Hoy nos encontramos ante un escenario donde el régimen logra esconder su crisis de legitimidad, que se sostiene gracias a los bajos niveles de involucramiento y participación política, aunque estos, paradójicamente, también socavan sus pilares. La crisis económica persiste, aunque con respuestas distintas al austericidio, y el eje del debate lo controla la derecha a través de su hegemonía mediática. No es de extrañar que, ante este escenario, una parte del voto de protesta lo está canalizando la ultraderecha.
El apoliticismo imperante entre buena parte de la clase trabajadora se convierte en antipolítica gracias al individualismo atroz inoculado durante décadas. La injusta idea de que “todos los políticos son iguales” no ha sido barrida del imaginario ni siquiera a pesar de la acción gubernamental distinta de muchas fuerzas que han marcado en estos años la diferencia en las instituciones, sea en municipios, comunidades autónomas o desde el Estado. Quizás uno de los motivos puede ser que los logros tan publicitados no han llegado al conjunto de la clase trabajadora y ello lleve a un rechazo por el incumplimiento de expectativas. Siguiendo esta lógica, se penalizaría más a quienes dicen gobernar para los de abajo desde las instituciones sin que las personas supuestamente beneficiadas perciban en lo concreto sus resultados.
Pero quizás estamos también ante un problema más profundo que va más allá de la desafección política hacia los partidos y la desconexión electoral, que puede ser también del sistema. Se trata de un estado de ánimo que parte de una resignación fatalista, sin duda inducida, que a veces se expresa en una despreocupación por cualquier tipo de acción colectiva, que se desdeña como inútil para resolver los problemas individuales.
El sistema, a través de sus distintos aparatos ideológicos, ha sido hábil en inocular la idea de que luchar no sirve. Frases que consagran la atomización social como “nadie va a hacer nada por ti” impactan en lo electoral, pero disuaden incluso de la defensa de los propios derechos en el ámbito laboral.
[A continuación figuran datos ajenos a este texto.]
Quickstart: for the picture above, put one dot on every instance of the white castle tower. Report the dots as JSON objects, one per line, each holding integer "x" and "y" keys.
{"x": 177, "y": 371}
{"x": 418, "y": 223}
Quizás aquí radique el desafío más urgente que tiene ante sí la clase obrera, pues si no damos la batalla ni siquiera en aquello que vemos de manera más directa que nos concierne, como es la lucha en el trabajo, el lugar donde pasamos la mayor parte de nuestro día y del que depende nuestro tiempo y calidad de vida, poco podemos aspirar a transformar instituciones que están muy por encima de nuestra cotidianidad, aunque sus decisiones lejanas determinen también nuestras condiciones más próximas.
Combatir en la práctica el individualismo y la apatía parece crucial para volver a conectar a la clase trabajadora con sus tradiciones de lucha, sindical y política, haciéndola salir del letargo en el que décadas de hegemonía neoliberal la dejaron. Una labor en la que, como no podía ser menos, la clase obrera no tiene más salvadores que a ella misma.